Dass am Morgen vergleichsweise wenige Fußgänger in der Stadt unterwegs waren, könnte auch ein Grund für die Lage in der Notaufnahme der Helios-Klinik gewesen sein. Sprecherin Ilona Mierke berichtet von lediglich zwei Platzwunden. Dabei blieb es jedoch nicht. Am Nachmittag sind es bereits 15 Glatteis-Patienten, die wegen Brüchen, Platz- und Schnittwunden behandelt werden müssen.

Die Polizei meldet am Nachmittag zwei Glatteisunfall in Lengerich und einen in Tecklenburg.

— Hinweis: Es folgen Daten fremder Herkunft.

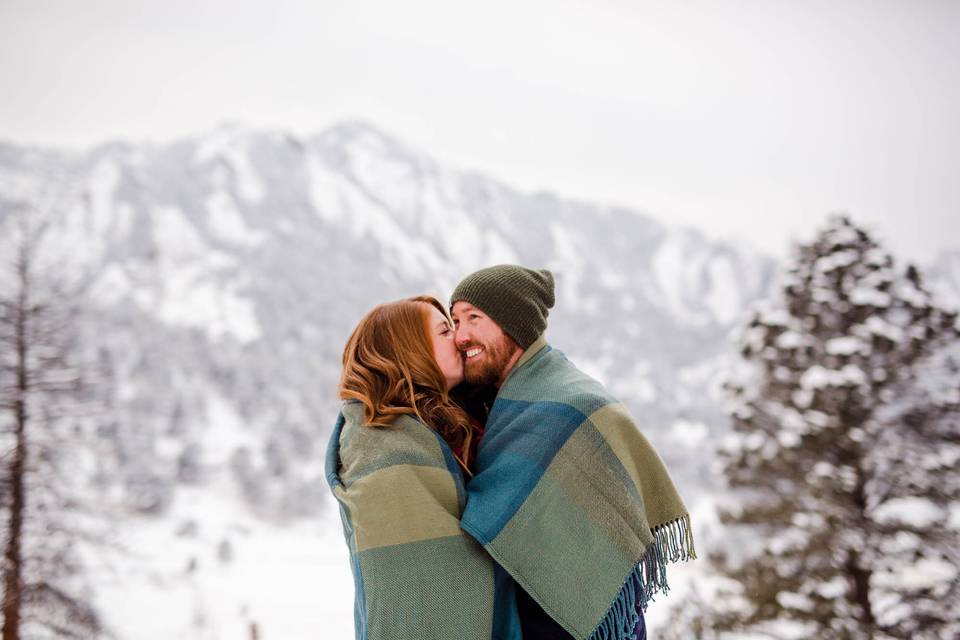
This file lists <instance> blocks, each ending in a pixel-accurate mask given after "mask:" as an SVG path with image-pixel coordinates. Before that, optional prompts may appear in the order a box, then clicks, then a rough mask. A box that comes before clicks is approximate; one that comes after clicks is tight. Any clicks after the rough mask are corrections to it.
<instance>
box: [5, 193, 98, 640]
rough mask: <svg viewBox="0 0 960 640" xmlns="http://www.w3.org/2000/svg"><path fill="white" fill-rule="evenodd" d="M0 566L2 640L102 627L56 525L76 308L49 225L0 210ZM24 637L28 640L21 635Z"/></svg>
mask: <svg viewBox="0 0 960 640" xmlns="http://www.w3.org/2000/svg"><path fill="white" fill-rule="evenodd" d="M4 210H5V211H6V212H7V213H6V215H5V217H6V219H3V218H2V217H0V233H2V234H3V236H4V237H3V239H2V244H0V252H2V253H0V257H2V259H3V261H4V263H3V264H0V438H2V439H0V446H2V453H3V455H2V458H0V465H2V466H0V488H2V507H3V509H4V511H5V515H6V516H7V518H6V522H4V523H3V529H2V534H0V535H2V540H3V546H4V551H3V560H2V566H0V574H2V576H0V582H2V589H3V592H2V596H3V597H2V602H0V613H2V616H3V626H2V640H19V638H21V637H24V636H26V635H30V636H31V637H47V636H49V637H57V638H91V637H96V636H98V635H101V633H102V632H103V625H102V623H101V621H100V619H99V616H98V615H97V613H96V610H95V609H94V608H93V607H92V606H91V605H90V604H89V603H88V602H87V601H86V599H85V598H84V597H82V595H78V594H79V593H81V592H82V589H78V588H77V581H76V580H75V579H74V578H75V577H76V576H77V575H78V573H79V564H78V563H77V561H76V560H75V555H74V554H73V553H72V546H73V544H74V543H75V542H76V541H77V538H78V535H79V534H77V532H75V531H74V530H73V529H72V528H71V527H70V526H68V524H67V523H66V522H65V520H66V518H65V515H66V514H67V513H69V511H70V509H71V507H72V506H74V505H73V504H72V500H71V498H70V496H69V493H70V491H71V482H70V478H69V477H68V476H69V472H68V471H65V470H64V469H63V468H62V467H61V466H59V462H60V460H61V459H62V458H61V453H62V451H63V449H64V448H68V447H69V444H68V443H67V442H64V440H63V439H62V437H61V436H62V434H63V429H64V428H67V429H69V425H70V418H71V417H73V418H76V417H77V416H76V414H73V415H71V411H76V408H77V407H78V406H80V404H79V402H78V401H79V399H80V397H81V395H82V393H83V392H84V378H83V376H82V375H81V369H80V368H79V367H77V366H76V365H75V364H74V359H75V355H76V343H75V334H74V328H75V327H76V314H77V308H78V307H77V306H76V305H75V304H73V303H72V302H71V298H70V296H67V295H66V294H65V291H64V289H63V286H62V283H63V280H62V279H59V278H55V277H52V276H53V274H55V273H56V263H55V261H52V260H49V259H48V258H51V256H44V255H43V253H42V251H43V246H44V245H43V240H44V237H45V234H47V232H48V230H49V228H50V218H49V217H46V219H45V217H44V216H42V215H39V214H37V215H33V216H31V215H30V213H31V211H30V210H29V209H28V208H27V207H26V206H22V205H21V206H11V203H9V202H0V212H2V211H4ZM28 629H29V633H28V632H27V631H26V630H28Z"/></svg>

Im Bergstädtchen, berichtet Bernd Pieper vom Bauamt, seien die Mitarbeiter des Bauhofes seit 6 Uhr im Streu-Einsatz gewesen. Da habe es zwar noch nicht geregnet, aber die Witterungsbedingungen seien so gewesen, dass zumindest stellenweise mit Glätte zu rechnen gewesen sei. Mit der amtlichen Unwetterwarnung, die vom Deutschen Wetterdienst für den Kreis Steinfurt herausgegeben wurde, habe die Stadt dann noch ein Unternehmen zusätzlich zu den eigenen Kräften für den Streudienst hinzugezogen.

Blick nach Lienen: Der Erholungsort ist weitgehend verschont geblieben. Lediglich auf dem Teuto-Rücken (Zum Steinbruch) ist es rutschig. Dort streuen Bauhof-Mitarbeiter die Fahrbahn ab. Die kommunalen Salzvorräte betragen knapp 25 Tonnen. „Das reicht für fünf Streugänge“, glaubt Günter Glose. Der allgemeine Vertreter des Bürgermeisters berichtet, dass die Gemeinde im vergangenen Jahr kein Streugut gekauft habe. „Wir haben nichts verbraucht.“

Weil bei Ladbergen die Brücke über den Dortmund-Ems-Kanal zum Flughafen Münster/Osnabrück vereist ist, kommt es bei der Buslinie S 50 zu Verspätungen. Ebenso wie im Raum Ibbenbüren, wie Björn Lindner, der bei der Regionalverkehr Münsterland (RVM) für die Öffentlichkeitsarbeit zuständig ist.

In Ladbergen selbst ist die Lage nach Auskunft von Bauamts-Chef Andreas Moysich-Kirchner im Vergleich zu anderen Orten recht entspannt. Die Verwaltung ist durch Wetter-Informationen am Vorabend auf das Eis vorbereitet, Mitarbeiter der Gemeinde streuen Straßen und Wege schnell ab.